People think of permit inspections as part of the long and arduous construction process – and they’re right! But the inspections themselves don’t have to be long and arduous, too.
The Brevard County (Florida) County Building Inspector is a welcome sight as applicants eagerly wait to close out building projects or proceed to the next phase. With more than 40 different inspection types and 200 to 300 inspections conducted daily, however, coordinating the routing of the County’s 14 inspectors across more than 500 unincorporated square miles is no small task. “Certainly, we strive to make the process as seamless as possible, from inspection request to scheduling to providing timely inspection results. We want our citizens to know that we understand construction projects are often stressful and we strive to remove whatever hassle we can from the process,” said Mike McCaughin, chief building official.
The County recently completed two Lean Six Sigma improvement projects focusing on inspection efficiencies. Selected County employees were organized into teams to dissect and examine every part of the process.
Project 1: Implement Online Inspection Requests
The County has provided next-business day inspections for some time. But until recently, the Building Department lacked the ability to accept inspection requests virtually, relying instead on phones or email to receive a request. “Permit submittal has continued to rise this spring; we are now exceeding last year’s level. In two or three months, we will be very busy with the resulting inspection requests,” added McCaughin. Managing those permit requests will be difficult and efficiencies must be found.
The first project instituted online inspection requests through Brevard’s Advanced Service Site (BASS) – the Planning & Development Department’s online portal for permitting (Figure 2).
Most permit applications, inspection requests and contractor licensing renewals can now be submitted through the website with instant confirmation. Expansion of the system to include inspection requests saves the County more than 2,000 hours a year and gives customers an extra two hours in the workday to schedule inspections. Inspection requests that are submitted by 4 p.m. are inspected the next business day. Prior to this project, citizens had to submit requests by 2 p.m. and wait an average of two to three hours for inspection confirmation. “Instead of calling us or emailing an inspection request and waiting for us to respond, our customers now have the opportunity to schedule their own inspections and receive an immediate response. This change saves the customer time,” remarked Dawn Verostic, customer service manager.
The online inspection request pilot program started small. “We visited various builders and contractors in their offices and really tried to understand their needs,” said Rebecca Ragain, Planning & Development’s assistant director and Lean Six Sigma team lead. Brevard County customer Viera Builders was asked to test the online inspection scheduling feature; their permitting volume made them a good candidate for testing the system’s limits.

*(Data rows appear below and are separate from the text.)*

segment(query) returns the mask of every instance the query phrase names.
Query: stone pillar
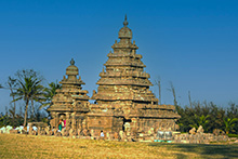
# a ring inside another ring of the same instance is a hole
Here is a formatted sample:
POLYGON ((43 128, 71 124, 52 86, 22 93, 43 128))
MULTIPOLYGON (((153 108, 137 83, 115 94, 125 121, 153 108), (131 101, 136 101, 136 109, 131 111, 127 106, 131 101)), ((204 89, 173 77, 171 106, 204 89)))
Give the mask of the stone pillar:
POLYGON ((66 130, 70 129, 70 115, 66 112, 66 130))
POLYGON ((56 112, 56 118, 55 118, 55 129, 58 129, 58 122, 60 122, 60 112, 56 112))
POLYGON ((71 128, 72 128, 74 130, 77 129, 77 125, 76 125, 76 112, 72 112, 72 114, 71 114, 71 128))

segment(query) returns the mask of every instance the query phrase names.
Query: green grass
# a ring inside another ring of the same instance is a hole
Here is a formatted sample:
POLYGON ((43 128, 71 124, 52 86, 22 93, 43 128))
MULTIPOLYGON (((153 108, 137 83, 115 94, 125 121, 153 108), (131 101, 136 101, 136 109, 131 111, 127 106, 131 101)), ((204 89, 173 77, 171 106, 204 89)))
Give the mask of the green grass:
POLYGON ((238 134, 228 134, 228 137, 237 137, 238 138, 238 134))
POLYGON ((167 144, 0 134, 0 158, 238 158, 233 144, 167 144))

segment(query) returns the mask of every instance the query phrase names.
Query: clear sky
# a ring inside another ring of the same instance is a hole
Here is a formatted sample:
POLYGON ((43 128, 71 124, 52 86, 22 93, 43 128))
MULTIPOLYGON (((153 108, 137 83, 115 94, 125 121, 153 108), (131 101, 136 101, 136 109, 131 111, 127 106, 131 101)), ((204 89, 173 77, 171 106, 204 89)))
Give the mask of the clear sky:
MULTIPOLYGON (((85 82, 96 81, 124 14, 150 81, 161 78, 162 103, 238 103, 237 0, 0 0, 0 83, 35 69, 44 84, 62 80, 71 57, 85 82)), ((151 91, 158 96, 157 87, 151 91)), ((9 105, 0 90, 0 111, 9 105)))

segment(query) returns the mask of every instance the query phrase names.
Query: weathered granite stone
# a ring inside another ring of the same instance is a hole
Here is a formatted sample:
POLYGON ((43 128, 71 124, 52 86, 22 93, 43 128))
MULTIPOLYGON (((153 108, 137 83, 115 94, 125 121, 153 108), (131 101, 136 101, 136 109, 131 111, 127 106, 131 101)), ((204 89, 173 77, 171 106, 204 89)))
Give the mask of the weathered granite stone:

The Lean Six Sigma group theorized that moving just Viera Company from phone to online inspection requests would provide a significant time savings. But before the team could officially roll out the virtual request pilot program, other builders and applicants found the online inspection request feature on the County’s website. “We very quickly exceeded our 25 percent online inspection request goal. Now, more than one-third of our inspection requests are made virtually with instant confirmation. When compared to a five-minute per average phone or email request, the convenience really begins to add up for our customers and employees,” said Ragain.
Project 2: Assign the Right Inspector to the Right Location
The second inspection project sought to ensure the assignment of the correct inspector to the inspection based on inspection type and location. This notifies the customer who to expect and when to expect them – allowing more coordination between inspector and customer. Improving how inspectors are assigned also has reduced the number of rescheduled inspections by half and provided more process assurance for the customer.
20 Teams Leading the Way
The County has deployed more than 20 Lean Six Sigma teams to examine various County processes. Said Brevard County Manager Frank Abbate, “Lean Six Sigma is really about our desire for this organization to be one that can ‘self-correct’ while allowing dedicated employees to acquire tools that facilitate their professional development and gives us a strike team for continuous improvement.”